2020 journal article

Incorporating Nearest-Neighbor Site Dependence into Protein Evolution Models

JOURNAL OF COMPUTATIONAL BIOLOGY, 27(3), 361–375.

By: G. Larson*, J. Thorne n & S. Schmidler*

author keywords: diffusion process; dynamic programming; evolution; phylogeny; protein structure
MeSH headings : Computational Biology / methods; Evolution, Molecular; Models, Statistical; Proteins / chemistry; Proteins / metabolism; Sequence Alignment; Sequence Analysis, Protein; Structural Homology, Protein
TL;DR: This work develops a simple model of site-dependent sequence evolution, which is used to demonstrate the bias resulting from the application of standard site-independent sequence evolution models and yields a significant reduction of bias in estimated evolutionary distances. (via Semantic Scholar)
UN Sustainable Development Goal Categories
15. Life on Land (Web of Science)
Source: Web Of Science
Added: April 20, 2020

Evolutionary models of proteins are widely used for statistical sequence alignment and inference of homology and phylogeny. However, the vast majority of these models rely on an unrealistic assumption of independent evolution between sites. Here we focus on the related problem of protein structure alignment, a classic tool of computational biology that is widely used to identify structural and functional similarity and to infer homology among proteins. A site-independent statistical model for protein structural evolution has previously been introduced and shown to significantly improve alignments and phylogenetic inferences compared with approaches that utilize only amino acid sequence information. Here we extend this model to account for correlated evolutionary drift among neighboring amino acid positions. The result is a spatiotemporal model of protein structure evolution, described by a multivariate diffusion process convolved with a spatial birth-death process.

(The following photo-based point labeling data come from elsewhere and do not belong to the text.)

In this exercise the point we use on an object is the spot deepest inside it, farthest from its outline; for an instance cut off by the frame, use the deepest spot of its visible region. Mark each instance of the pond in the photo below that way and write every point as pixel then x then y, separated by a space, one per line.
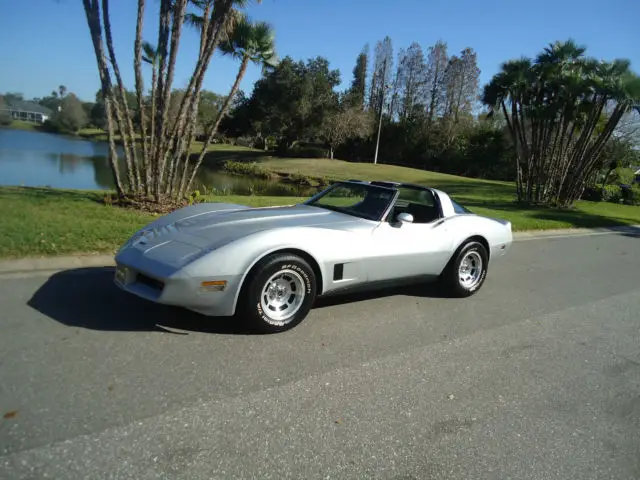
pixel 38 159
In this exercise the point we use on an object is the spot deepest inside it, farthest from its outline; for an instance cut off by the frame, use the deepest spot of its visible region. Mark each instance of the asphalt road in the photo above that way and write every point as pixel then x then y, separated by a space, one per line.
pixel 535 377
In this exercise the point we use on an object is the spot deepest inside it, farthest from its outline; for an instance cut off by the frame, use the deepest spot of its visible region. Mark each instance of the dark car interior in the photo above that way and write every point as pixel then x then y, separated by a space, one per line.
pixel 419 203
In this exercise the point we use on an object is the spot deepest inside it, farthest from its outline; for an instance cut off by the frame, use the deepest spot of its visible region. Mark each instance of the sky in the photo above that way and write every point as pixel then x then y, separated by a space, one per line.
pixel 46 43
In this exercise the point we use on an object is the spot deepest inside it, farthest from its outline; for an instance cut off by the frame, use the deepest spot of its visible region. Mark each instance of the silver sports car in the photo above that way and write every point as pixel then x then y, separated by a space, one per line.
pixel 268 265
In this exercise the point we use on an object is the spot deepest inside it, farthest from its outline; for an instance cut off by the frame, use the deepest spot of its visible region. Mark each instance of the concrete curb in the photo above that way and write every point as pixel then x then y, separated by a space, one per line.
pixel 575 232
pixel 54 264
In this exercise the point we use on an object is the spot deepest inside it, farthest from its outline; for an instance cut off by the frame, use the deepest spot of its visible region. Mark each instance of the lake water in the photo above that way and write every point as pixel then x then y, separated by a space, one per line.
pixel 37 159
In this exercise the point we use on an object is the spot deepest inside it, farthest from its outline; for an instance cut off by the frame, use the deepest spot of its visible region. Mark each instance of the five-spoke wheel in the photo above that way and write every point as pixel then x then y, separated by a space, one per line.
pixel 278 293
pixel 467 270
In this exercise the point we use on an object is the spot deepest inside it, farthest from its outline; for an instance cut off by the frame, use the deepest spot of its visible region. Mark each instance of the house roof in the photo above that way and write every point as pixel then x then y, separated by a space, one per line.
pixel 24 106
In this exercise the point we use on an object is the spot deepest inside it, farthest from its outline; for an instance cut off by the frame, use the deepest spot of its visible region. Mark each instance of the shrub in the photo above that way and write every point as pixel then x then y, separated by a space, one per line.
pixel 621 175
pixel 245 168
pixel 612 193
pixel 631 195
pixel 592 194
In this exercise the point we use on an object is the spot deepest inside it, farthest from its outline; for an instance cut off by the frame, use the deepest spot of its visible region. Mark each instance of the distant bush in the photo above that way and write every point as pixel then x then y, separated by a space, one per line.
pixel 631 195
pixel 621 175
pixel 612 193
pixel 252 169
pixel 306 152
pixel 592 194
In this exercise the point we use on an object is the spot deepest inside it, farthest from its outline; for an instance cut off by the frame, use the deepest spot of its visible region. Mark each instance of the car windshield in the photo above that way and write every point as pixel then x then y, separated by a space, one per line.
pixel 361 200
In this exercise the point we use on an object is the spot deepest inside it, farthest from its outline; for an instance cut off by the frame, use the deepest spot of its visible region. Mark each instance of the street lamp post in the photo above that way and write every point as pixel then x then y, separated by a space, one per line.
pixel 384 90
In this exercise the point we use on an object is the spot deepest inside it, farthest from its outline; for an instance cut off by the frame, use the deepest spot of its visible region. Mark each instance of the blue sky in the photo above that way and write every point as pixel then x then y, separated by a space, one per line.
pixel 46 43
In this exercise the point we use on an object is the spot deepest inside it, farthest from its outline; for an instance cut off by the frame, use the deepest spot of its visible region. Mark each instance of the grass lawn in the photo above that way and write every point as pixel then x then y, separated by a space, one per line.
pixel 485 197
pixel 43 222
pixel 36 222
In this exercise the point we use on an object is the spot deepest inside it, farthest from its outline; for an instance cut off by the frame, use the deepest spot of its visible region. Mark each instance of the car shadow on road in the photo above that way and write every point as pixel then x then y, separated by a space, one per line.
pixel 88 298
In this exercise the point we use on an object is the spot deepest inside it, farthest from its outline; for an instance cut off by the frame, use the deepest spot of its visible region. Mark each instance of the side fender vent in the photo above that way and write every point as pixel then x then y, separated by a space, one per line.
pixel 338 271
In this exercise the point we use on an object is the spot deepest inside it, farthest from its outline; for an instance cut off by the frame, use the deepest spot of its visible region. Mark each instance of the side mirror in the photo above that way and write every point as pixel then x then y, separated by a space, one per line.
pixel 404 217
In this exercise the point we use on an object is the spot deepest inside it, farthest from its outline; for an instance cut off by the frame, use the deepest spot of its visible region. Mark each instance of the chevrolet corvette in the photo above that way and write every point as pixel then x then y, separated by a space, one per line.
pixel 268 265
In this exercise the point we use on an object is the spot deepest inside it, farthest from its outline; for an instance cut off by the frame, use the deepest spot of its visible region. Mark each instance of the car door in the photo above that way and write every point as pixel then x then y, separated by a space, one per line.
pixel 403 250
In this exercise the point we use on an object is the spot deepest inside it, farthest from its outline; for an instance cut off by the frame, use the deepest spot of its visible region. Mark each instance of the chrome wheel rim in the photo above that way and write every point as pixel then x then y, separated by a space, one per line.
pixel 282 296
pixel 470 270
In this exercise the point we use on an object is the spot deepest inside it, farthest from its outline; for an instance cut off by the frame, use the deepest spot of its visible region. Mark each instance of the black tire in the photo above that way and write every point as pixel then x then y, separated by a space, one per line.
pixel 450 278
pixel 250 306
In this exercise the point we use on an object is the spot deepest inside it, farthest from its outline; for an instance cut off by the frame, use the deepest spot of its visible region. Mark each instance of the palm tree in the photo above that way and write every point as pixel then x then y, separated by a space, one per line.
pixel 249 42
pixel 556 111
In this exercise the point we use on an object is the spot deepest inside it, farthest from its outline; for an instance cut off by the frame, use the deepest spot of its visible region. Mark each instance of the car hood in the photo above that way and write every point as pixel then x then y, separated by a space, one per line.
pixel 211 229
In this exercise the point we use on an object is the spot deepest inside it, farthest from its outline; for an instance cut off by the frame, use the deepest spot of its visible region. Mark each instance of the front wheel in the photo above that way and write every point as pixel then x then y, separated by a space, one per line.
pixel 466 271
pixel 279 293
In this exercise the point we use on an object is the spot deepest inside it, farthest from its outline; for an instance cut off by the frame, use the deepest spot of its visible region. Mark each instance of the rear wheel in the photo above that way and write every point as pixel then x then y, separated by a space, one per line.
pixel 278 294
pixel 467 270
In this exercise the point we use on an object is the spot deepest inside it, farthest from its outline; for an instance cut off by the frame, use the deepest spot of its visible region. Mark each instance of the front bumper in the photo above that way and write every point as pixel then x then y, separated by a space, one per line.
pixel 179 290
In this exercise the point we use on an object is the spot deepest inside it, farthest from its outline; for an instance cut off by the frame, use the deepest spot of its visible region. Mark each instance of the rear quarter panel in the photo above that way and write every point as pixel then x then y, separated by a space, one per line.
pixel 498 235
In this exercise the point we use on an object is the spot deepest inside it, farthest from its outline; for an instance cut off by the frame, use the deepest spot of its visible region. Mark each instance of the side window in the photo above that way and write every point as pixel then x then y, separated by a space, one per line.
pixel 459 209
pixel 419 203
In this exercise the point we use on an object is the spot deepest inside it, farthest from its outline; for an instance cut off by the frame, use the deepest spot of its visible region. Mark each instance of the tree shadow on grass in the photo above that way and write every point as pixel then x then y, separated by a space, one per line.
pixel 572 218
pixel 88 298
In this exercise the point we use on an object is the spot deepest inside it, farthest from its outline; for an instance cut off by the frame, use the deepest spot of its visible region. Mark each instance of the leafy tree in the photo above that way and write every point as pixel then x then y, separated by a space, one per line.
pixel 10 97
pixel 561 110
pixel 71 117
pixel 382 76
pixel 292 99
pixel 411 80
pixel 249 42
pixel 358 89
pixel 437 61
pixel 5 116
pixel 462 83
pixel 164 145
pixel 350 122
pixel 209 108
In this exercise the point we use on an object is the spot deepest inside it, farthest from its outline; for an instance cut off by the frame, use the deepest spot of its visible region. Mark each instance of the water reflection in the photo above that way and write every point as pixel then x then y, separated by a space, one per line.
pixel 43 159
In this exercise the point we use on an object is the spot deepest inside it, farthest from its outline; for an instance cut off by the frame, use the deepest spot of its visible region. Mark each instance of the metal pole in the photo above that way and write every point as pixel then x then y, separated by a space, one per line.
pixel 384 86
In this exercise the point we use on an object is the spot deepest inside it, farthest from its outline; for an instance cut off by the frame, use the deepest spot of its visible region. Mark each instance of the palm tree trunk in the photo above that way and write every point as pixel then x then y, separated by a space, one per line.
pixel 137 65
pixel 125 124
pixel 216 125
pixel 92 12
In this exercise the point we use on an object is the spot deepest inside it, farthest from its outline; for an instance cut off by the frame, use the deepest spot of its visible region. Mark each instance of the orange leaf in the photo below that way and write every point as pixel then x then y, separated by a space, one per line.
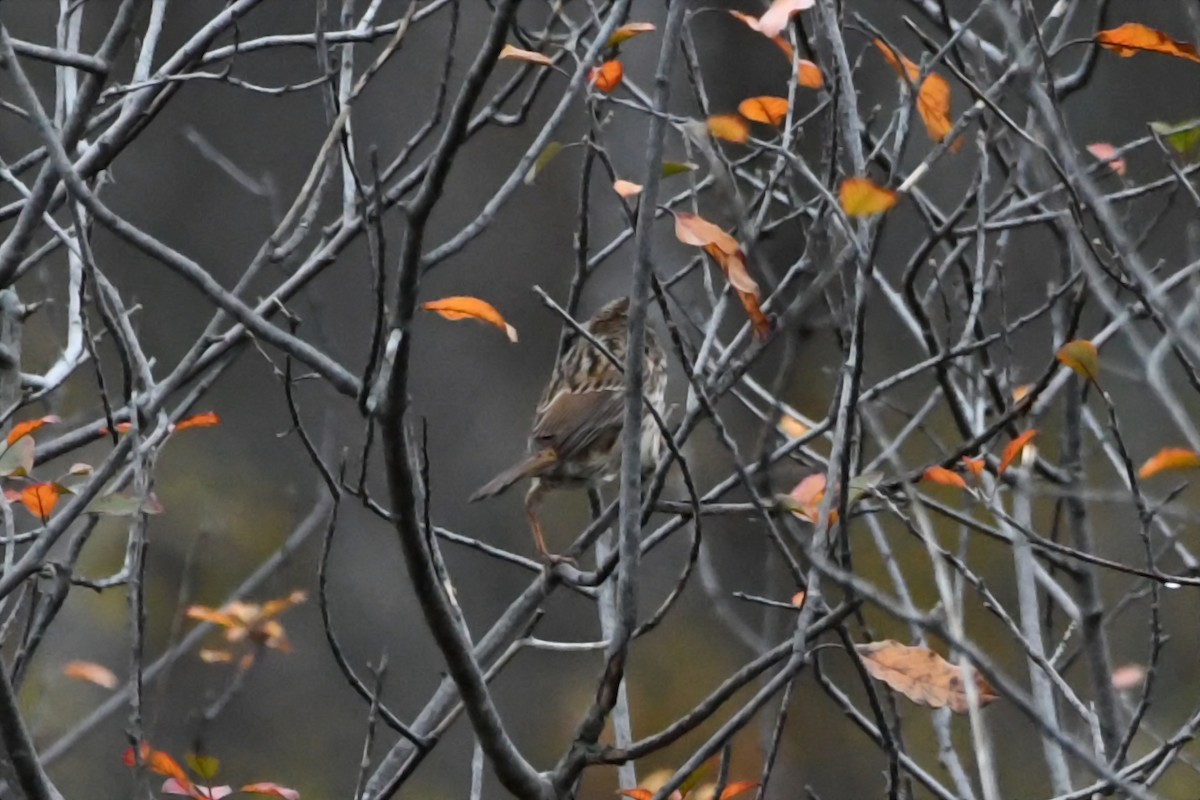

This extended site-dependent model (SDM) comes with little additional computational cost or analytical complexity compared with the site-independent model (SIM). We demonstrate that this SDM yields a significant reduction of bias in estimated evolutionary distances and helps further improve phylogenetic tree reconstruction. We also develop a simple model of site-dependent sequence evolution, which we use to demonstrate the bias resulting from the application of standard site-independent sequence evolution models.